The proportion of patients for whom complications have been registered is generally high, with the exception of examinations for foot pulse and neuropathy and of information about hypoglaecemia and ketoacidosis. With the exception of retinopathy, our reporting of complications is fairly similar to the Scottish survey (given in parentheses) (12): coronary heart disease 5.8 % (6.4 %), foot ulcers 4.0 % (4.3 %), cerebral stroke 1.3 % (2.1 %), amputation 0.8 % (0.6 %) and retinopathy 29.0 % (51.2 %). This also indicates that our data are representative and valid. The Swedish diabetes register has not published comparable data on complications in 2011.

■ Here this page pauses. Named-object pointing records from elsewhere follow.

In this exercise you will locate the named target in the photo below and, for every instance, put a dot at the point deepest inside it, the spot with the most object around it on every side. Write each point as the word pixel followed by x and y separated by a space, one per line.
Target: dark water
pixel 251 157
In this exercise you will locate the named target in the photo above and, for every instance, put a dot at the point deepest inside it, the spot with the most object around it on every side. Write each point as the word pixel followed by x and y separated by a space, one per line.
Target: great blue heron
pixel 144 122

The collection of data for the Norwegian Diabetes Register for Adults is progressing well. Data on the quality of diabetes treatment are available, and participating outpatient clinics can compare their own data with that of others for the first time. This offers ample opportunity for quality improvement measures locally. However, the Diabetes Register lacks data from certain parts of Norway and the basis for comparison will be improved when the eastern part of Southern Norway and Central Norway contribute their data.

The preliminary results show that there is room for improvement especially regarding the treatment of hyperglycemia and dyslipidemia, and only 10 % of the patients achieve all the treatment targets for HbA1c, LDL cholesterol and blood pressure. The patients must be motivated to stop smoking, and the recommended procedures must be followed to a greater extent. We are of the opinion that the use of a dedicated diabetes electronic medical record that facilitates systematic follow-up and regular reporting to the Diabetes Register will be important factors in meeting these challenges.